Starting my blacklist journey

 

Recently with a lot of the “news” about MikroTik being that version X.XX has been compromised and then so has X.XX it got me looking a lot closer at security and what I can do to protect my own router and those that I manage.

The easiest answer primarily is don’t allow external access and make sure your firewall is impervious but then what about actual protection from these sources even before they get near your Winbox interface and what about enhancing that to protect client devices as well?

From reading through the MikroTik community I came across a thread by a guy called Dave who is offering brilliant blacklist capabilities for very cheap (when it comes to market) if you don’t mind running his script on your router ( forum thread here ). This consists of running his script on a scheduled basis and creating a firewall rule to block the traffic from the created list as both input & forward, source & destination with combinations thereof.

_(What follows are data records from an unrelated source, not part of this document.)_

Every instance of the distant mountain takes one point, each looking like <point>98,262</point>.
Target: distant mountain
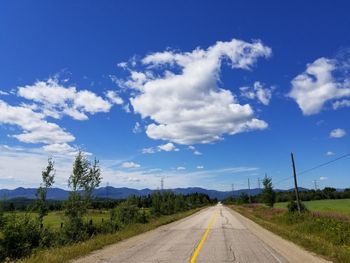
<point>124,192</point>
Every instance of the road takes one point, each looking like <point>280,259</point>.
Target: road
<point>216,234</point>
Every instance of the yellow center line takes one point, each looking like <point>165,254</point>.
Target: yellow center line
<point>194,257</point>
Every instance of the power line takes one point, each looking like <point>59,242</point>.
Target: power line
<point>324,164</point>
<point>314,168</point>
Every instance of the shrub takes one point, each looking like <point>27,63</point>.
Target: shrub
<point>293,207</point>
<point>21,234</point>
<point>127,213</point>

Dave’s list is brilliant, it takes from known sources of malicious software as well as his own network of honeypot servers so it will actively catch people trying to get at his servers. An advantage of this is it also does not take up much room as an exported RSC file as the script is to fetch a dynamic file which is imported and then deleted so keeping your file size low.

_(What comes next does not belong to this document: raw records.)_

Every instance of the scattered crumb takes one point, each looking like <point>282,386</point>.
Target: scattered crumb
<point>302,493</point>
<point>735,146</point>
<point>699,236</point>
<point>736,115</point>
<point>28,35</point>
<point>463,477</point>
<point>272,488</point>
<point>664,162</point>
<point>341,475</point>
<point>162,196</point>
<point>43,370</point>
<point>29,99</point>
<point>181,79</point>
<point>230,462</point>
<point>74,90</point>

In addition to this I wanted my own form of very basic protection from specific geolocations, to do this I have found a site called mikrotikconfig.com.

There is an option here to generate an address list from selected countries, I simply chose the countries I don’t want with access, edited the file to use “myblocklist” instead of “countryip” and then created firewall rules to drop those also. The downside to doing this is all of the subnets are statically set so it will vastly increase your export RSC size but for mid to higher range devices this shouldn’t be an issue.

More to come as I develop and increase my blacklisting capabilities.

 

Securing RouterOS written guide is now Live!

This is probably one of the most important (and overlooked) aspects of using an internet capable router. Security of your device is paramount an you should always do everything you can to protect it. I’ve got both a written and video tutorial to show try and help you achieve a solid security solution so you can be safe in the knowledge that your router is unreachable from unauthorised sources.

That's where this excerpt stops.